In a major boost to rollout commercial internet services, Britain-based tech company OneWeb has taken the giant lead by driving 36 satellites into orbit of the northern hemisphere. The move is likely to pave the way for opening up commercial internet services later this year.
OneWeb, at present, has more than 200 satellites in orbit as part of push to provide a global internet service. The company in a statement on Thursday said the launch from Russia’s Far East would allow it to offer connectivity everywhere north of 50 degrees latitude.
According to the global tech giant, the launch will bring full internet connectivity to the United Kingdom, Alaska, Northern Europe, Greenland, Iceland, continental US, the Arctic Seas and Canada.
The company plans to offer commercial service by the end of 2021 and expand operations globally next year. “Service demonstrations will begin in several key locations this summer, including in Alaska and Canada,” the company said.
Earlier on Thursday the satellites were blasted into orbit by a Soyuz rocket from Russia’s Vostochny cosmodrome.
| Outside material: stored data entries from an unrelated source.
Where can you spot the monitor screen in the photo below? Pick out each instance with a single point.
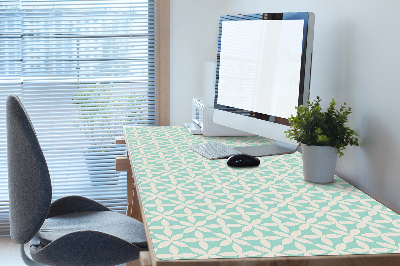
(260, 63)
(263, 72)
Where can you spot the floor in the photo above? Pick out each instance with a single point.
(10, 256)
(9, 253)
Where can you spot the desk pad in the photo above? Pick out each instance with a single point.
(198, 209)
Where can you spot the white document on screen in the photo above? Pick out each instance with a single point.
(260, 63)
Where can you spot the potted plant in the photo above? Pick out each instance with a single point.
(323, 135)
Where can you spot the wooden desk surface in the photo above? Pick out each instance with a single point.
(201, 211)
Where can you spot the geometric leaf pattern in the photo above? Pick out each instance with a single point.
(198, 208)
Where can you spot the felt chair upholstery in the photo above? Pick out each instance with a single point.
(70, 231)
(28, 176)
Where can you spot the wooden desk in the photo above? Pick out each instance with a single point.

The rocket bore the message “Hello North Pole” on it, OneWeb said.
The remote energy-rich Arctic region, which has poor communications infrastructure, has taken on greater significance for world powers as ice has melted due to climate change.
OneWeb resumed satellite launches in December after emerging from bankruptcy protection with $1 billion in equity investment from a consortium of the British government and India’s Bharti Enterprises.
It has also received investment from Japan’s Softbank and Eutelsat Communications, and further financing from Bharti. OneWeb said on Tuesday it was fully-funded and had secured $2.4 billion in total.